No caso da soja, a rastreabilidade precisa chegar à propriedade onde o grão foi cultivado. A dificuldade aparece quando cargas de diferentes fazendas são reunidas em armazéns, cooperativas, cerealistas e tradings. A proposta é integrar documentos fiscais, cadastros ambientais, localização das áreas produtoras e registros comerciais, preservando a identificação da origem mesmo depois da mistura física do produto.

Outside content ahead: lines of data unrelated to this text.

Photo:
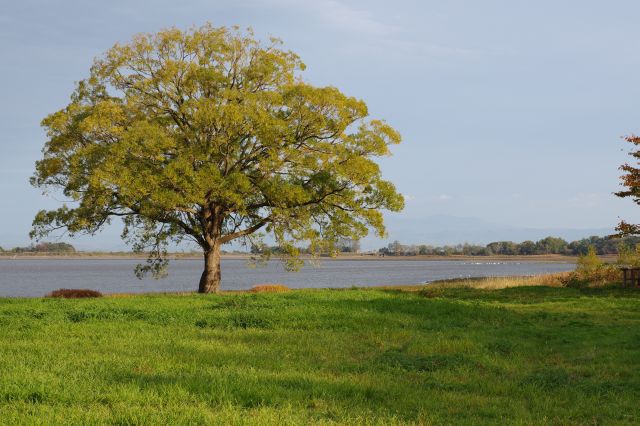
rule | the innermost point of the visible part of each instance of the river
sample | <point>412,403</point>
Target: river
<point>37,277</point>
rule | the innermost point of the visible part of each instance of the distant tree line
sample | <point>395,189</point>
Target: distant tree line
<point>548,245</point>
<point>43,247</point>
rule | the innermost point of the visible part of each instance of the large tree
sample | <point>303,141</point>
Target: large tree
<point>631,181</point>
<point>212,135</point>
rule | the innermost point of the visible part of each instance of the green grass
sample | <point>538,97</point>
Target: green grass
<point>528,355</point>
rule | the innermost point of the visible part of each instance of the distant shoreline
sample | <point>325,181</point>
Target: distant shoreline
<point>547,258</point>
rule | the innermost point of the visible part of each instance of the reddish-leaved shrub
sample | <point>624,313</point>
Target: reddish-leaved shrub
<point>269,288</point>
<point>74,293</point>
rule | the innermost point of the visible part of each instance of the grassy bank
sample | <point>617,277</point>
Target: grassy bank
<point>530,355</point>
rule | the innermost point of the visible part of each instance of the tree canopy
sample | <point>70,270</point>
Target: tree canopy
<point>631,181</point>
<point>212,135</point>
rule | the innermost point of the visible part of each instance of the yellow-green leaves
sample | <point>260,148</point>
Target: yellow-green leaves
<point>211,134</point>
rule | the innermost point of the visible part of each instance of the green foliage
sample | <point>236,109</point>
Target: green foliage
<point>548,245</point>
<point>628,256</point>
<point>591,270</point>
<point>45,247</point>
<point>324,357</point>
<point>211,135</point>
<point>589,263</point>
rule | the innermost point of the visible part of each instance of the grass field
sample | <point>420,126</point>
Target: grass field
<point>528,355</point>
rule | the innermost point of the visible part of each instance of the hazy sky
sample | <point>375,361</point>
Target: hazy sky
<point>510,111</point>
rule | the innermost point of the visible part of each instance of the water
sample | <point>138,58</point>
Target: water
<point>36,277</point>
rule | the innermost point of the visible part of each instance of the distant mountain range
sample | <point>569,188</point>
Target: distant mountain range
<point>436,230</point>
<point>443,229</point>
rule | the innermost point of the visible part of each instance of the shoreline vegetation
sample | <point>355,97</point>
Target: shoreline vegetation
<point>452,352</point>
<point>79,255</point>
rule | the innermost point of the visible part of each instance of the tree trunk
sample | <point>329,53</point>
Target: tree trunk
<point>210,279</point>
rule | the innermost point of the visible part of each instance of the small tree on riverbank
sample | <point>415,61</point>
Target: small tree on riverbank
<point>212,136</point>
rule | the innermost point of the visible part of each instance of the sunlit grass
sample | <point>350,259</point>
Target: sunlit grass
<point>528,355</point>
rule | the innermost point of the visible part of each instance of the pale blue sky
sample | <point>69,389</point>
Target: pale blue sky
<point>511,111</point>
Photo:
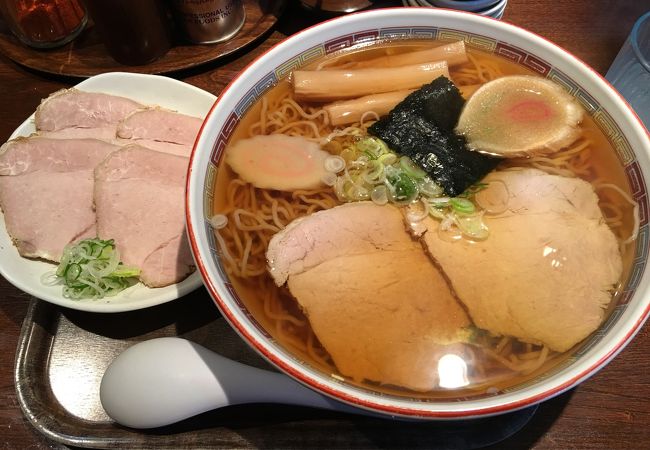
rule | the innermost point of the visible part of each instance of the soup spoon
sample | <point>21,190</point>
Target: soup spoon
<point>165,380</point>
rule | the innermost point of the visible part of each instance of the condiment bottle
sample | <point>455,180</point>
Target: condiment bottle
<point>134,32</point>
<point>44,23</point>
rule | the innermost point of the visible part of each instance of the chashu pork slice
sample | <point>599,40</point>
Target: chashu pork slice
<point>546,271</point>
<point>70,108</point>
<point>139,201</point>
<point>161,129</point>
<point>373,298</point>
<point>106,133</point>
<point>46,192</point>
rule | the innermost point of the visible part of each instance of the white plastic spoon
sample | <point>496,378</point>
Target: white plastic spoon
<point>165,380</point>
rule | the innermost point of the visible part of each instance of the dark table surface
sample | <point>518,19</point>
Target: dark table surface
<point>611,410</point>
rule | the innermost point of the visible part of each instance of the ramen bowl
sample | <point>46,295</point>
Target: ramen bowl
<point>604,108</point>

Na pecuária, o desafio é maior. Um bovino pode nascer em uma propriedade, passar pela recria em outra e ser terminado em uma terceira antes de chegar ao frigorífico. Atualmente, a indústria consegue fiscalizar com maior facilidade o fornecedor direto, responsável por entregar o animal para abate, mas nem sempre possui visibilidade completa das fazendas anteriores.
A Guia de Trânsito Animal registra a movimentação dos lotes, enquanto o Sistema Brasileiro de Identificação Individual de Bovinos e Búfalos permite acompanhar animais individualmente em cadeias que exigem esse controle. A adesão ao sistema individual, entretanto, ainda não alcança todo o rebanho nacional.
O governo iniciou a implantação do Plano Nacional de Identificação Individual de Bovinos e Búfalos, com execução prevista até 2032. A recomendação do estudo é que frigoríficos e compradores avancem desde já no controle dos fornecedores indiretos, sem esperar a identificação obrigatória de todos os animais.
A carne brasileira ainda enfrenta outro impasse com a União Europeia, que não deve ser confundido com o EUDR. Além da origem ambiental, o bloco exige garantias sobre o controle de determinados antimicrobianos durante todo o ciclo de vida dos animais. A Comissão Europeia anunciou a retirada do Brasil da lista de países autorizados a fornecer carnes e outros produtos de origem animal a partir de 3 de setembro de 2026, caso não considere suficientes as garantias apresentadas.
O governo brasileiro sustenta que possui um sistema oficial confiável e que somente certificará produtos que cumprirem integralmente as exigências europeias. O ponto de divergência é a cobrança de uma comprovação prévia para medidas implementadas progressivamente ao longo do ciclo produtivo. Na avicultura, esse ciclo pode ser concluído em cerca de 40 dias; na bovinocultura, a formação de animais plenamente elegíveis pode levar dois anos ou mais.
Assim, a carne brasileira enfrenta duas frentes distintas na Europa: a ambiental, relacionada ao desmatamento e à rastreabilidade da propriedade de origem; e a sanitária, ligada ao uso de antimicrobianos durante a vida do animal. A unificação dos sistemas proposta pelo WRI ajudaria principalmente na primeira frente. Para o produtor, o resultado dependerá de como essa integração será implementada, de quem pagará pela adaptação e de sua capacidade de reduzir burocracia, em vez de acrescentar uma nova camada de exigências ao campo.